The key idea: transform the string by inserting separators (e.g. "abc" becomes "#a#b#c#") so that all palindromes become odd-length, eliminating the even/odd case split. Maintain a "rightmost palindrome" boundary [c, r]. For each center i, initialize its radius using the mirror dp[2*c - i], then expand. When expansion extends past r, update c and r.

def manacher(s):
    # Transform: "abc" -> "#a#b#c#"
    t = '#' + '#'.join(s) + '#'
    n = len(t)
    p = [0] * n  # p[i] = radius of palindrome centered at i in t
    c = r = 0    # center and right boundary of rightmost palindrome

    for i in range(n):
        mirror = 2 * c - i
        if i < r:
            p[i] = min(r - i, p[mirror])
        # Expand around center i
        while i + p[i] + 1 < n and i - p[i] - 1 >= 0 and t[i + p[i] + 1] == t[i - p[i] - 1]:
            p[i] += 1
        # Update rightmost palindrome
        if i + p[i] > r:
            c, r = i, i + p[i]

    # Find the longest palindrome in the original string
    max_len, center = max((p[i], i) for i in range(n))
    start = (center - max_len) // 2  # map back to original string index
    return s[start:start + max_len]

p[i] gives the radius of the palindrome centered at position i in the transformed string. To map back: a palindrome centered at i with radius p[i] in t corresponds to a substring of length p[i] in s starting at (i - p[i]) // 2.

Complexity summary

Problem	Time	Space
Longest palindromic substring (expand)	$O(n^2)$	$O(1)$
Longest palindromic substring (DP)	$O(n^2)$	$O(n^2)$
Longest palindromic subsequence	$O(n^2)$	$O(n^2)$ or $O(n)$
Min cuts for palindrome partitioning	$O(n^2)$	$O(n^2)$
All palindromic substrings (Manacher)	$O(n)$	$O(n)$

When to use which approach

If the problem involves palindromic substrings and you just need the longest one, expand-around-center is simplest.
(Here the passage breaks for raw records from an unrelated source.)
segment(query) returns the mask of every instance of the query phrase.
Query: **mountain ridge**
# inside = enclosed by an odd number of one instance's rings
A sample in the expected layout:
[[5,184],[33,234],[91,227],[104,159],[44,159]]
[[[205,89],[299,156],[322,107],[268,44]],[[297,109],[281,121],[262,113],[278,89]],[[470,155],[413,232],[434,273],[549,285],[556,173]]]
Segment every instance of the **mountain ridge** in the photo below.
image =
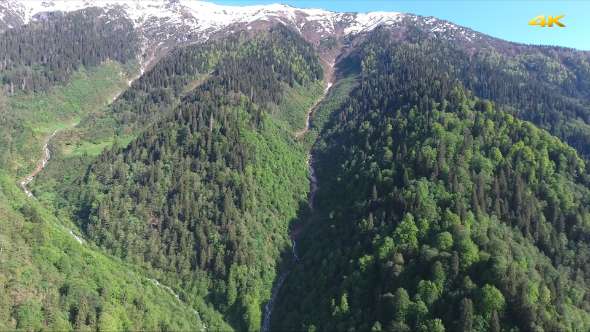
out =
[[[297,30],[316,46],[367,33],[377,26],[402,30],[409,22],[422,26],[437,38],[462,44],[489,39],[486,35],[452,22],[398,12],[334,12],[318,8],[296,8],[284,4],[223,6],[202,1],[0,1],[0,29],[7,30],[31,21],[46,20],[58,13],[98,7],[106,15],[131,21],[141,36],[143,67],[176,45],[204,42],[240,29],[255,29],[282,23]],[[489,41],[487,42],[489,43]]]

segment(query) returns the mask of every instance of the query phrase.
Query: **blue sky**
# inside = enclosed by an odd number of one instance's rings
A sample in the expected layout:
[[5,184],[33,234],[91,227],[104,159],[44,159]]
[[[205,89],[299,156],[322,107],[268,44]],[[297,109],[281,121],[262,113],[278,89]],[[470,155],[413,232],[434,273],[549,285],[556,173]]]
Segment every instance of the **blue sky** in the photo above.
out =
[[[340,12],[394,11],[451,21],[493,37],[525,44],[559,45],[590,50],[590,1],[375,1],[375,0],[206,0],[245,6],[284,3]],[[560,28],[531,26],[539,15],[565,15]]]

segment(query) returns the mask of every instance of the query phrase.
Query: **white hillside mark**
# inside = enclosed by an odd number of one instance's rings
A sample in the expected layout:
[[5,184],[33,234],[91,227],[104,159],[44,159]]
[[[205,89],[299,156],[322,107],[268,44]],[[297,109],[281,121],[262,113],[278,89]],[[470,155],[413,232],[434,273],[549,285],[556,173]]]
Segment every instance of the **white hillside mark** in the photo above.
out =
[[80,244],[84,243],[84,240],[81,237],[78,237],[76,234],[74,234],[74,232],[70,231],[70,235],[76,238],[76,240],[78,240]]
[[[149,63],[149,61],[148,61]],[[135,76],[134,78],[130,79],[129,81],[127,81],[127,84],[131,87],[131,83],[133,83],[133,81],[135,81],[136,79],[140,78],[141,75],[143,75],[143,73],[145,72],[144,66],[141,66],[141,68],[139,68],[139,75]],[[119,95],[117,95],[118,97]],[[113,99],[114,100],[114,99]]]
[[[73,123],[72,126],[75,126],[76,124]],[[43,168],[45,168],[45,165],[47,165],[47,162],[49,161],[49,158],[51,157],[51,151],[49,151],[49,141],[53,138],[53,136],[55,136],[55,134],[57,134],[58,131],[60,131],[61,129],[57,129],[56,131],[53,132],[53,134],[51,134],[51,136],[45,140],[45,144],[43,145],[43,152],[44,152],[44,157],[43,160],[41,160],[41,164],[39,166],[37,166],[37,169],[35,169],[35,171],[33,173],[31,173],[31,175],[29,175],[28,178],[24,179],[23,181],[21,181],[21,185],[23,186],[25,193],[27,194],[28,197],[33,197],[35,200],[37,200],[37,197],[35,197],[35,195],[33,195],[32,192],[30,192],[27,189],[27,184],[29,184],[29,182],[31,182],[34,178],[35,175],[37,175],[37,173],[39,173]],[[59,220],[59,218],[57,219]],[[76,234],[74,234],[74,232],[72,232],[71,230],[69,231],[70,235],[73,236],[74,238],[76,238],[76,240],[82,244],[84,243],[84,240],[81,237],[78,237]]]
[[299,263],[299,255],[297,255],[297,242],[293,240],[293,260]]
[[[55,218],[56,218],[57,220],[59,220],[59,218],[58,218],[57,216],[56,216]],[[62,228],[64,231],[67,231],[68,233],[70,233],[70,235],[71,235],[71,236],[73,236],[73,237],[74,237],[74,239],[76,239],[76,241],[78,241],[78,243],[80,243],[80,244],[84,244],[84,239],[83,239],[83,238],[81,238],[81,237],[79,237],[78,235],[74,234],[74,232],[72,232],[71,230],[67,229],[67,228],[66,228],[66,227],[65,227],[63,224],[61,225],[61,228]]]
[[[161,43],[160,43],[161,44]],[[155,57],[152,55],[151,58],[149,58],[146,62],[141,63],[140,62],[140,67],[139,67],[139,75],[135,76],[134,78],[130,79],[127,81],[127,84],[129,85],[129,87],[131,87],[131,83],[133,83],[136,79],[140,78],[141,76],[143,76],[143,74],[145,73],[145,68],[150,64],[150,62],[152,62],[152,60],[154,60]],[[118,97],[119,95],[117,95]],[[115,97],[115,99],[117,98]],[[115,100],[113,99],[113,101]]]
[[205,331],[209,331],[209,328],[207,328],[207,325],[205,325],[205,322],[203,322],[203,320],[201,319],[201,315],[199,314],[199,312],[195,309],[193,309],[192,307],[189,307],[186,303],[184,303],[181,299],[180,296],[178,296],[178,294],[176,294],[172,288],[170,288],[170,286],[166,286],[161,284],[158,280],[156,279],[150,279],[150,278],[145,278],[146,280],[149,280],[151,282],[154,283],[154,285],[160,287],[160,288],[164,288],[165,290],[167,290],[170,294],[172,294],[177,300],[178,302],[182,303],[184,305],[185,308],[190,309],[195,315],[197,315],[197,317],[199,317],[199,321],[201,322],[201,325],[203,326],[203,329],[201,330],[201,332],[205,332]]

If you need to query whether arbitrary substrings are palindromes, typically as a subroutine for a partitioning or counting problem, build the boolean DP table. If the problem involves palindromic subsequences, you must use the interval DP with the match/no-match recurrence. And if constraints are very large and you only care about substrings, Manacher's gives you linear time.

The unifying theme across all these problems is that palindrome structure is inherently recursive: a palindrome is two matching characters wrapped around a smaller palindrome. That is why DP appears so naturally here: the subproblem structure is baked into the definition of what a palindrome is.

Recognizing this pattern

You're probably looking at palindrome DP when:

The word palindrome appears in the problem along with longest/shortest/count/partition.
The natural subproblem is "is s[i..j] a palindrome?", a 2D table indexed by interval endpoints.
The recurrence relies on the fact that s[i..j] is a palindrome iff s[i] == s[j] and s[i+1..j-1] is.
A brute-force "check every substring" would be $O(n^3)$ , but constraints around $n \le 10^3$ allow $O(n^2)$ time and space.

Common templates:

Boolean palindrome table: is_pal[i][j] = s[i]==s[j] and is_pal[i+1][j-1], used as a subroutine. Example: Palindromic Substrings.
Longest palindromic subsequence: interval DP with dp[i][j] = dp[i+1][j-1] + 2 on match, else max(dp[i+1][j], dp[i][j-1]). Example: Longest Palindromic Subsequence.
Expand around center: try each center and grow outward; $O(n^2)$ time, $O(1)$ space. Example: Longest Palindromic Substring.
Partition with min cuts: combine the palindrome table with a 1D DP over prefixes. Example: Palindrome Partitioning II.
Insertions/deletions to make palindrome: answer equals n - LPS(s), where LPS is longest palindromic subsequence. Example: Minimum Insertion Steps to Make a String Palindrome.